Wal-Mart: Comps Improving

Wal-Mart: Comps Improving

BENTONVILLE, Ark. Wal-Mart Stores here said last week comparable sales at its U.S. locations were positive in July, August and September, though company officials stopped short of indicating whether its third quarter would end a string of 10 straight quarters of negative comps. July was part of the second quarter, and while comps were positive for the two months that followed, the company said it

BENTONVILLE, Ark. — Wal-Mart Stores [4] here said last week comparable sales at its U.S. locations were positive in July, August and September, though company officials stopped short of indicating whether its third quarter would end a string of 10 straight quarters of negative comps.

July was part of the second quarter, and while comps were positive for the two months that followed, the company said it has not indicated what comps were for October — information that will be reported along with third-quarter results on Nov. 15.

The company said traffic is trending better but is still not positive.

“We've made substantial [sales] progress in our U.S. business,” Bill Simon, president and chief executive officer of U.S. stores, said, “and while the transition is not coming as fast as we would like, our initiatives are starting to take hold, and progress is now visible.

“For example, efforts like adding back assortments and bringing back Action Alley have delivered improvements of 75 to 100 basis points — led by food, which has seen a 100-basis-point improvement.”

Mike Duke [5], president and CEO of Wal-Mart Stores, said the company plans to reduce expenses as a percentage of sales over the next five years by 100 basis points or more and to lower gross margins, with most of the savings invested in lower prices.

In terms of store growth, Wal-Mart plans to become more aggressive in opening new stores in areas where it already has medium to high market shares in an effort to avoid cannibalization by competing stores, the company said.

“Cannibalization can impact us,” Simon pointed out. “For example, in the Dallas-Fort Worth market, we had a great market share, but when we slowed growth to avoid self-cannibalization, the competition grew by 300 openings.

“So the choice is to cannibalize ourselves or get eaten up by someone else, and we've determined we need to build a competitive number of stores in some of our strong markets to grow our share.”

Karen Roberts, president of Walmart Realty, said the company plans to open new supercenters next year in some of its strongest markets, including Tulsa, Oklahoma City and Baton Rouge.
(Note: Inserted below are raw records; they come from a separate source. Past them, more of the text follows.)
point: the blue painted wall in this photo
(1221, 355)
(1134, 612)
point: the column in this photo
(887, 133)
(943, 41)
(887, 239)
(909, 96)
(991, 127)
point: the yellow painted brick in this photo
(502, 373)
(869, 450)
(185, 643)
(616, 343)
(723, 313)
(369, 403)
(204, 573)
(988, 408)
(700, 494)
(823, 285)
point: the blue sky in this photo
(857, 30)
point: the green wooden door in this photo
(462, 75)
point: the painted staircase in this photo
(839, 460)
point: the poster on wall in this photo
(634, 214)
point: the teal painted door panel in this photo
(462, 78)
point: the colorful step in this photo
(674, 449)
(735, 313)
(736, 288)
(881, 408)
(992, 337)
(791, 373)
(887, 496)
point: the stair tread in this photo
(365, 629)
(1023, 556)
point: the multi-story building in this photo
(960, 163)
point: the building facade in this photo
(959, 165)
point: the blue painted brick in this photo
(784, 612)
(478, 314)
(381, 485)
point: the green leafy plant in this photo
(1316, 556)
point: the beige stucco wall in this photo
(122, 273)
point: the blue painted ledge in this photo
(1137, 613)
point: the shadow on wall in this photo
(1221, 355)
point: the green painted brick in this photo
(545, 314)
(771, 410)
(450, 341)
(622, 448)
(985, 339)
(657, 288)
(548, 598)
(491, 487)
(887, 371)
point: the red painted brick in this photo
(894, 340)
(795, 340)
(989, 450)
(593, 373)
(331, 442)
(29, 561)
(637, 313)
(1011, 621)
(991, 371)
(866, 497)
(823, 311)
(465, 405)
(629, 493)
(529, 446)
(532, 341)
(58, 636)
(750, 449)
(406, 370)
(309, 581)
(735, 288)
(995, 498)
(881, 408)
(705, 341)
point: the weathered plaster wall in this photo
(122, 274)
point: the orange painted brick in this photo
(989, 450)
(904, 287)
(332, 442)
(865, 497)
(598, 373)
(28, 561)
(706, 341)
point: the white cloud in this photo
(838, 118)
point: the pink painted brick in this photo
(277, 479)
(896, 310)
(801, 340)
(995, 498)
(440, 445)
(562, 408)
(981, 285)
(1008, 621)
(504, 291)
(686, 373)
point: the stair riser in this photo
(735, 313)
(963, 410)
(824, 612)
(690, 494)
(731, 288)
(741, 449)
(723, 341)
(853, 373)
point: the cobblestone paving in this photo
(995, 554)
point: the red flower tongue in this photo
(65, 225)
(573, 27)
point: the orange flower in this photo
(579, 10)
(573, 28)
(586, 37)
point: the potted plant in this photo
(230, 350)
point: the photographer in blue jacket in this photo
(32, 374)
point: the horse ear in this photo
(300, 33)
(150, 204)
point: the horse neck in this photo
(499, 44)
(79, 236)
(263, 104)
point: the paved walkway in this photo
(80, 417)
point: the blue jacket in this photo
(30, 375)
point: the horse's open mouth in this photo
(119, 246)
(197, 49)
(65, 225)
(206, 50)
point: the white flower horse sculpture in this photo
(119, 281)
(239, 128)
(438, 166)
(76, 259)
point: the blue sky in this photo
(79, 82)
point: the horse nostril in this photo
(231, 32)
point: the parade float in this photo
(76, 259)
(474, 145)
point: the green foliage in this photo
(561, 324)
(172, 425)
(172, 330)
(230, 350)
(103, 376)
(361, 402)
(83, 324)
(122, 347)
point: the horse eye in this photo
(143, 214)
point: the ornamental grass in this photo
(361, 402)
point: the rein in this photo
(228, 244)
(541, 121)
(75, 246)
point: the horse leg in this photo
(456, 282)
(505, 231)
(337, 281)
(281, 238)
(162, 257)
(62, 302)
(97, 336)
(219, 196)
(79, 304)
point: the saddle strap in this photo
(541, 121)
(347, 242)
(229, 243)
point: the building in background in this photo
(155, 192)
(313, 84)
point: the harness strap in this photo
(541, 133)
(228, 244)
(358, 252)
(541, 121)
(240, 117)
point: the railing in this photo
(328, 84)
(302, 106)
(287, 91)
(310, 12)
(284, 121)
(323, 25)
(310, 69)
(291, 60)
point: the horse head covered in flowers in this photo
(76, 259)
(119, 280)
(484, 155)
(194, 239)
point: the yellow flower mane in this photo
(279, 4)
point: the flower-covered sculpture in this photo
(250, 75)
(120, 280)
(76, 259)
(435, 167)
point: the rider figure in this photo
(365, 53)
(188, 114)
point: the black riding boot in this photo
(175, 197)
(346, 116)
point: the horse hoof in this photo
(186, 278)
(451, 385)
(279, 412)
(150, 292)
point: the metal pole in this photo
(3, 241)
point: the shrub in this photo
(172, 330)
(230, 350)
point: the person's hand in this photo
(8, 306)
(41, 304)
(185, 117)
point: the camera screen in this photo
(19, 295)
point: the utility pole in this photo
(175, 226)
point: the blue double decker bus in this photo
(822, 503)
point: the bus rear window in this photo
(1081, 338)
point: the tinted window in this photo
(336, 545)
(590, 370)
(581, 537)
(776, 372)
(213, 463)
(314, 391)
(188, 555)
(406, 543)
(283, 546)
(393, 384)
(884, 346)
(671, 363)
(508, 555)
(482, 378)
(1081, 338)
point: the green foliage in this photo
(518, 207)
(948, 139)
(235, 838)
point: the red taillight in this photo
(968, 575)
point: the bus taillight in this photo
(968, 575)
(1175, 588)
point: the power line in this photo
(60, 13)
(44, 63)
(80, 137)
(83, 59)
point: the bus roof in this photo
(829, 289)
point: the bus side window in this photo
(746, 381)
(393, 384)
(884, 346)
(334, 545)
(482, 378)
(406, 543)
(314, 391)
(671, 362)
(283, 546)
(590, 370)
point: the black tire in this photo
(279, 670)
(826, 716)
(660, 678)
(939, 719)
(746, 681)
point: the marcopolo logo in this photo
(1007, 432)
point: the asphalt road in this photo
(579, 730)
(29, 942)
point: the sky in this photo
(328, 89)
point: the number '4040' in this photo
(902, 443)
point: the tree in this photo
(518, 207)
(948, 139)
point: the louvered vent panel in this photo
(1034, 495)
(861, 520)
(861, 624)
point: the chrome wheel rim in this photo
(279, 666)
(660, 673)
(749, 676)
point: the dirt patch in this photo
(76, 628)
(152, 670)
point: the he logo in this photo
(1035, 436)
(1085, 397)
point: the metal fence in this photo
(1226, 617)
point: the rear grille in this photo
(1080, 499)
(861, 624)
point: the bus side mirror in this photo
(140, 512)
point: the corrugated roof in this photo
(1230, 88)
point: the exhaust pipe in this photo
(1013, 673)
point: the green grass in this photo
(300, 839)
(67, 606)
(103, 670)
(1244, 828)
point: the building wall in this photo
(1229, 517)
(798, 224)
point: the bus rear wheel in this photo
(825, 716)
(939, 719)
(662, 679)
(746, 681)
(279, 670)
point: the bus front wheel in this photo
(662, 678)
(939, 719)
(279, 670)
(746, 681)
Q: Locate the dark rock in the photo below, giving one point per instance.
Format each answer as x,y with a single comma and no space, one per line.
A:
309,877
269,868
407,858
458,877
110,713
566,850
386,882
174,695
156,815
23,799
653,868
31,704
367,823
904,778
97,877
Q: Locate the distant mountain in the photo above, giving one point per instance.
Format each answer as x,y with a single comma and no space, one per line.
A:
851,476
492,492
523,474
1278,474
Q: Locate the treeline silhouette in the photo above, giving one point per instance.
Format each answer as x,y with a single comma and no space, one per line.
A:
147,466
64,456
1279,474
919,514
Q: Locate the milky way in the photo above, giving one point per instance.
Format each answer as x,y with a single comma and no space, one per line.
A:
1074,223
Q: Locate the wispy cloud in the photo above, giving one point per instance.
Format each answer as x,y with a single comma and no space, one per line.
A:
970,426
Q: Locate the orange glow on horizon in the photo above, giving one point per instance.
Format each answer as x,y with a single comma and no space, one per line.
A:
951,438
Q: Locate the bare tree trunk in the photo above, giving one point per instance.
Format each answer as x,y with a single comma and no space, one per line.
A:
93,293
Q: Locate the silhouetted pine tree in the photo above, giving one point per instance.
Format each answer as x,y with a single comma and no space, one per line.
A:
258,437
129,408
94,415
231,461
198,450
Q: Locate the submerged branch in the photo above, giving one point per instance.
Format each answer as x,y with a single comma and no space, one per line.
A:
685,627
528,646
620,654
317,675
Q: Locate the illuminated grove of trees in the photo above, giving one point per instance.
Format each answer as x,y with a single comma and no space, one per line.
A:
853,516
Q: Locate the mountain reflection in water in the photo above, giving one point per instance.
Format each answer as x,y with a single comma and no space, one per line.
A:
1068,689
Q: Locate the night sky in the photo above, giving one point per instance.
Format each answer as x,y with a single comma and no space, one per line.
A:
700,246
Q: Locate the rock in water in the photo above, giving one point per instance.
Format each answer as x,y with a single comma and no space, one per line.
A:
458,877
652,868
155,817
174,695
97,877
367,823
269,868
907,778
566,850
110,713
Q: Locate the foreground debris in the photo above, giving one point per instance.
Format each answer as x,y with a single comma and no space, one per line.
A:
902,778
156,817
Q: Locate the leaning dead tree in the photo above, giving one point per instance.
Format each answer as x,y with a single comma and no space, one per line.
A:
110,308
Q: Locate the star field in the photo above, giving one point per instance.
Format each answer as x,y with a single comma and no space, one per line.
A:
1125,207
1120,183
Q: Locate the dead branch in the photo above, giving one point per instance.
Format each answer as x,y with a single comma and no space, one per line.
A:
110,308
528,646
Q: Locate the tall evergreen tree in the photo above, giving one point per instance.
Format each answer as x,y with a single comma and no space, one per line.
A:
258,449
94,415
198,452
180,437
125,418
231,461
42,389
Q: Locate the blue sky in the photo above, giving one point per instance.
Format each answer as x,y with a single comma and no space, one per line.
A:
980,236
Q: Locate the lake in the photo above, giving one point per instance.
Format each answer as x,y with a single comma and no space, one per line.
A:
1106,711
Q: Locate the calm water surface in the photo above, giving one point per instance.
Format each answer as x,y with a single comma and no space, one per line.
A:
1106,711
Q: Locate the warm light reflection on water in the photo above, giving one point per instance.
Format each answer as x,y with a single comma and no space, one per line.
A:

Wal-Mart also plans to add six more Walmart Express locations this year to the five it already has, “with a further rollout dependent on what we learn,” Roberts said.

The chain's five Express units — stores of 10,000 to 15,000 square feet, with 13,500 SKUs — include three in northwest Arkansas and one each in North Carolina and Chicago.

Simon said Wal-Mart expects to open approximately 20 more Express stores next year, including several units in an undisclosed high-density market, “to see how they perform against each other and how competition reacts.”

Overall, Wal-Mart said it expects to allocate $13 billion to $14 billion a year for capital expenditures in fiscal 2012 and 2013, compared with $12.7 billion this year.

It plans to open between 117 and 120 large-format stores next year and 130 to 135 the following year, compared with 153 this year, including 43 upgrades to supercenters; 24 to 30 medium and small-format stores next year and between 80 and 100 more in 2013, compared with one this year; and eight to 10 Sam's Clubs in 2012 and 10 to 15 in 2013, compared with nine this year.

In a separate presentation during the daylong meeting, Eduardo Castro-Wright, vice chairman, said Wal-Mart is testing same-day food deliveries at a single store in the San Francisco area. “We've had terrific results since we launched it several months ago, with 70%-plus repeat business, which is an awesome number.

“But whether we expand it to 10 stores or 1,000 stores depends on whether we can make money from it.”